Все либо кричали и либо пытались остановить столь непонятную личность. Я как из тени появившийся, решил мягко всех успокоить.
-Извините, — все замерли, они не понимали откуда идет этот голос, ни кто не понимал- прошу всех оставить все как есть, не дергается, не кричать, и не шевелится. – все остановилось и часы, и звуки, и время. Кроме нашего особого следователя, что смотрел на погибшего.

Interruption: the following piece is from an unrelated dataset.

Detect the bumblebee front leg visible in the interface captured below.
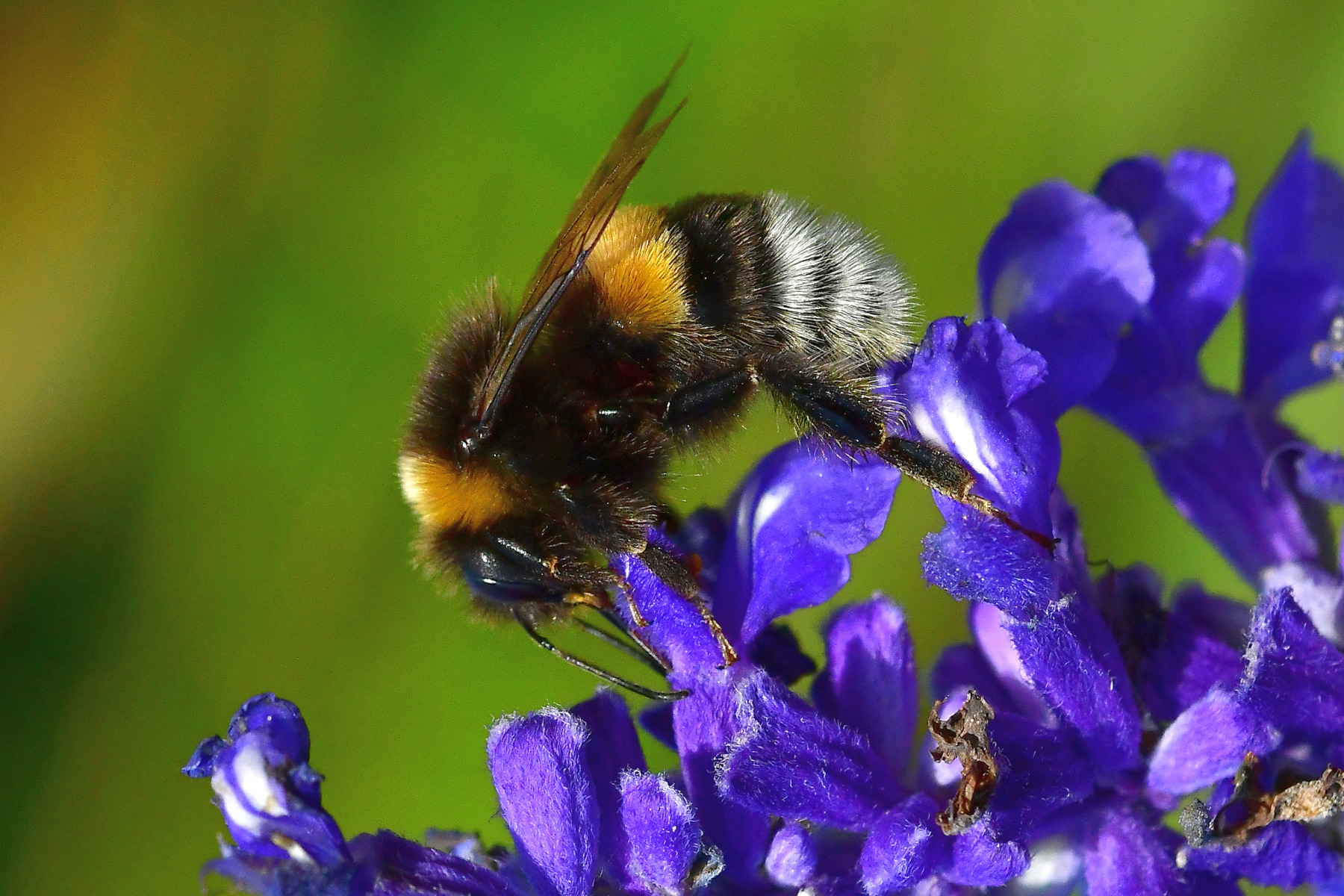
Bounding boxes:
[761,365,1055,551]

— все же я поражен твоим талантом- неугомонно продолжал он- Все остановил, все замерло, гений, лучший. Мог бы так всегда, ценны бы не было.

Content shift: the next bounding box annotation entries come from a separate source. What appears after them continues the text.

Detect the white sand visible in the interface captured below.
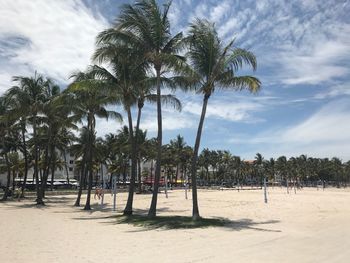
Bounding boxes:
[0,188,350,263]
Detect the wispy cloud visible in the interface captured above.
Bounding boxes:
[229,98,350,159]
[0,0,107,92]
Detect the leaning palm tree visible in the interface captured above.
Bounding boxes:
[186,19,260,219]
[98,0,190,217]
[65,72,122,210]
[88,44,148,215]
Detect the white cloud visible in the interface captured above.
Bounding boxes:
[314,82,350,99]
[230,98,350,160]
[210,1,230,23]
[0,0,108,92]
[183,99,265,122]
[140,110,197,133]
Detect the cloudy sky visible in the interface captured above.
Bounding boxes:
[0,0,350,160]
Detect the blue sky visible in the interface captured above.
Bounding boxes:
[0,0,350,161]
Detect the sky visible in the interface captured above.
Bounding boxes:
[0,0,350,161]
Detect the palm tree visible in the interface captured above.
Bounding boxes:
[186,19,260,219]
[4,86,30,197]
[70,127,89,206]
[65,72,122,210]
[98,0,190,217]
[9,73,55,205]
[88,49,147,215]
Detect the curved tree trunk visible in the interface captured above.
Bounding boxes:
[191,95,210,220]
[148,68,163,218]
[123,107,137,215]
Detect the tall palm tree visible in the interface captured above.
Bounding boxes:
[4,86,30,197]
[169,134,186,186]
[186,19,260,220]
[98,0,189,217]
[65,72,122,210]
[10,73,55,205]
[88,47,147,215]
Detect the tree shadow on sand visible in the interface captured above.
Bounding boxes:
[97,215,281,232]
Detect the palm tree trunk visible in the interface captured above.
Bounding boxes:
[123,107,137,215]
[137,156,142,193]
[33,116,44,205]
[1,153,11,201]
[148,68,163,218]
[191,94,210,220]
[175,164,179,187]
[21,120,28,198]
[63,150,69,184]
[74,156,86,206]
[135,103,143,193]
[84,116,95,210]
[84,168,92,210]
[40,145,51,198]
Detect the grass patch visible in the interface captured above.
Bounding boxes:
[117,215,226,229]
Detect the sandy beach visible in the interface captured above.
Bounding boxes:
[0,188,350,263]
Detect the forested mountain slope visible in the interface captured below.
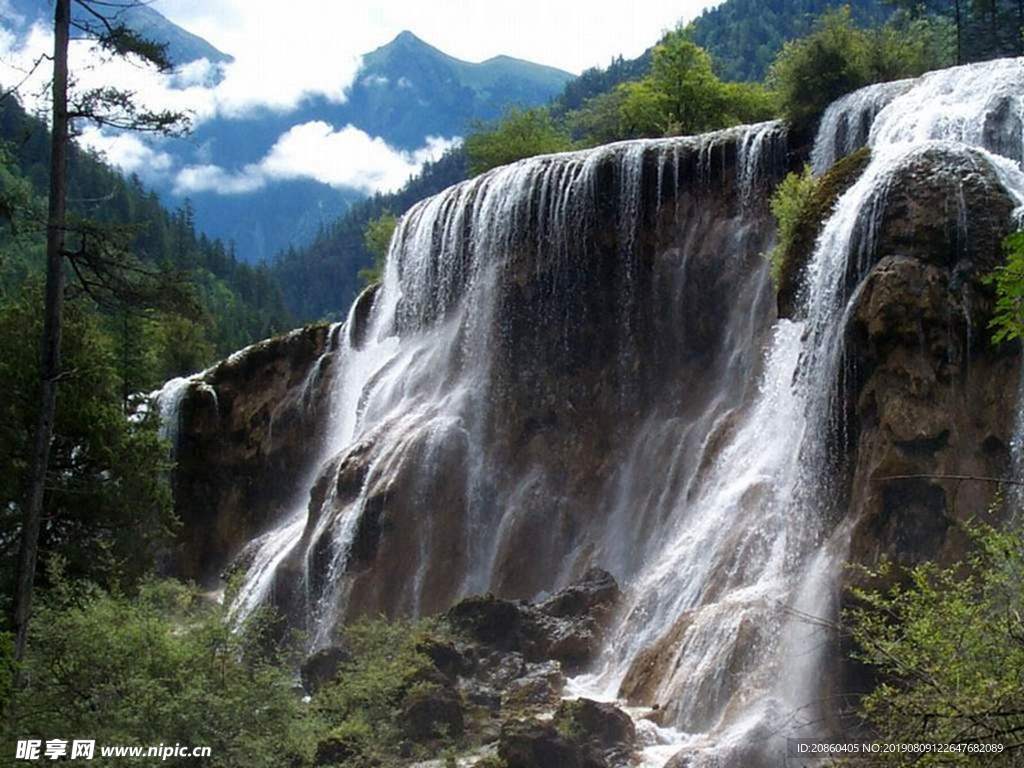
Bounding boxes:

— Прошу, не нужно мне вашего фальшивого восхищение, мы обо знаем, чем больше их, тем меньше времени у вас, господин следователь.
— Да, время не ждет.
И мы пошли за делом и всеми уликами. Тело заберут наши маленькие помощники. Их маленькие и сильные руки уже взялись за несчастного и бедного человека. Его бледный оттенок, искореженные большие руки, ноги. Изуродованное тело, лицо словно из шредера. Единственная радость лишь в том, что он ничего ни чувствовал в это время, ни боли, ни страха, ни смерти. Хотя в чем тут радость, я не знал. Знал ее лишь Егор Вилов, наш веселый следователь.
Пройдя все коридоры, комнаты, найдя папку, исследовав компьютер наш следователь слегка огорченно, но с веселым настроем начал говорить о нашей ситуации. Он со мной шел на место преступление, слегка холодный ветер нес наши мысли в бесконечное небо, мои руки держали документы, а следователь своими глазами читал все что накапали наши уважаемые и не очень коллеги из 66 отдела полиции.

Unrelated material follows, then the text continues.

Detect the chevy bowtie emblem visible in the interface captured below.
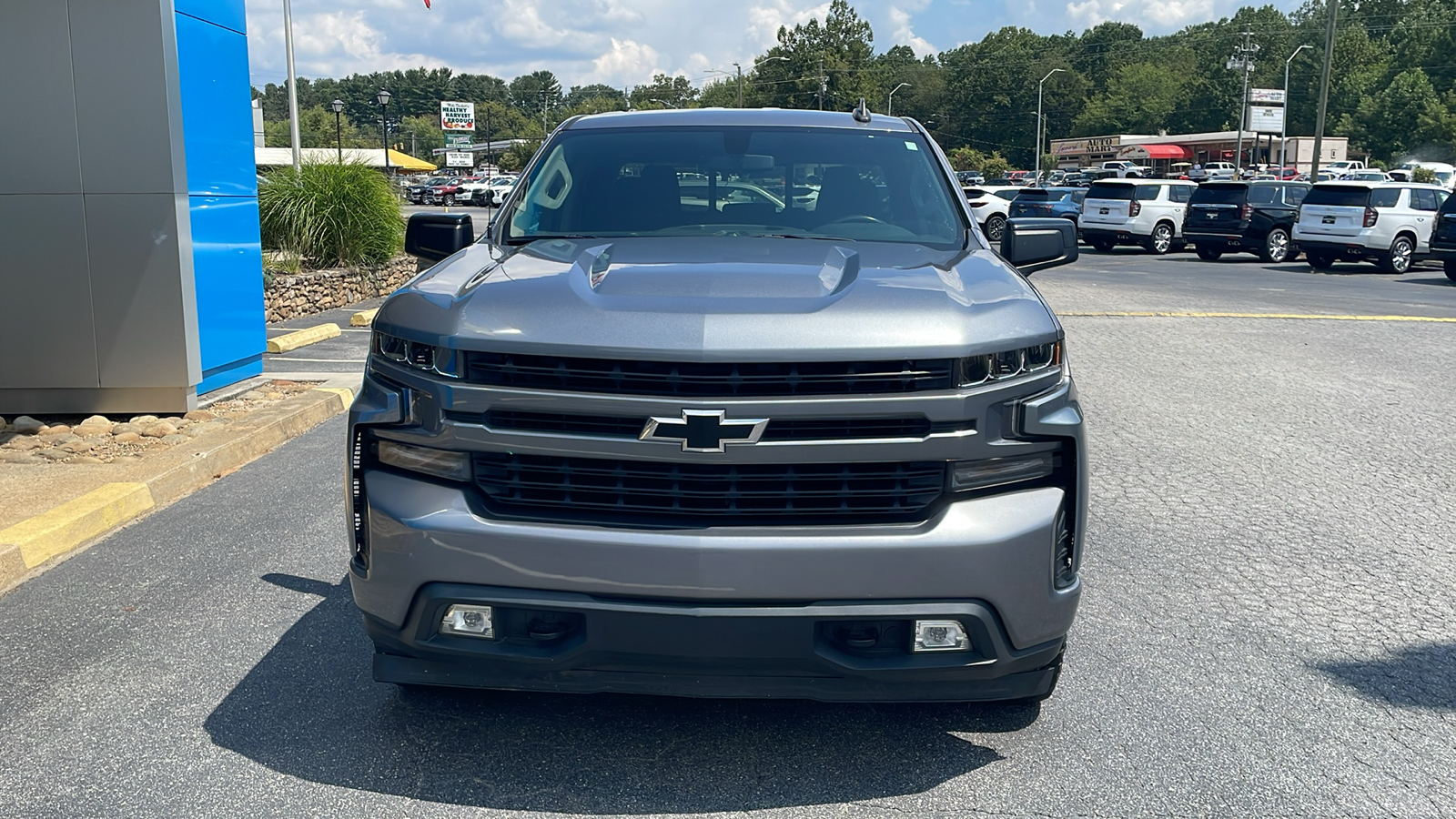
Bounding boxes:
[638,410,769,451]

-Так, как предполагалось тут должно быть искажение, как я помню?
— По всем признаком — Спокойно ответил я — что то не так?
— Не то что бы не так, видимо, — его нахальная улыбка переменилось в огорчение- тут это искажение переросло в разлом.
— В показаниях было необъяснимая трещина в воздухе, лишившись всех кто подходил рассудка?
-Не то что бы лишавшиеся, просто трещина,- он задумавшись продолжал — умные люди не подошли.
— Тогда это не чего не значит,- ответил я, слегка сбавив свой ход, и убрал документы.- Сами все уж знают, не дураки там.
— Нет, все же наших надо предупредить, — он знал что все возможно, и решил подтрунить мое нутро следующими словами – бесполезный наш телефончик, звони…
Я без какого то уважение врезал бы ему и рука уже летела в сторону его затылка, но в миг все его тело исчезла, а он появился справа от меня, смотря на мой неудачный прием.
— Давай звони, говори, предупреди! — он с насмешкой смотрел на меня, понимая всю бесполезность моего гнева, моего удара, моей слабой, костлявой руки .
Я вздохнул, успокоился, прикрыл глаза и все вокруг исчезло, все тело стало пустым, лишь голос словно снаряд полетел в бескрайнею пустоту, несясь и создавая волны в пространстве. Через мгновение, а может через вечность пришел ответ, так же ударяясь об пустое пространства. Ответ не удивил меня и моего следователя.
— Да- сказал я – там разлом, решено улицу отцепить. Свидетелей пока не допрашивали, преступника на мести нет.
— Конечно, нет — сказал Вилов — там и не могло быть такого дурака или дуры. — он слегка ускорил шал, неся-с туда поскорее увидев все своими глазами.
Я же медлило ковырял своими больными ногами, пытаясь не отставать от него. Голова зудела, уши болели, а в нос ударила какая дрянь. И все из за этого противного звонка. Смотрел бы я на вас, Егор Вилов, как бы вы бежали после полной трансмутации…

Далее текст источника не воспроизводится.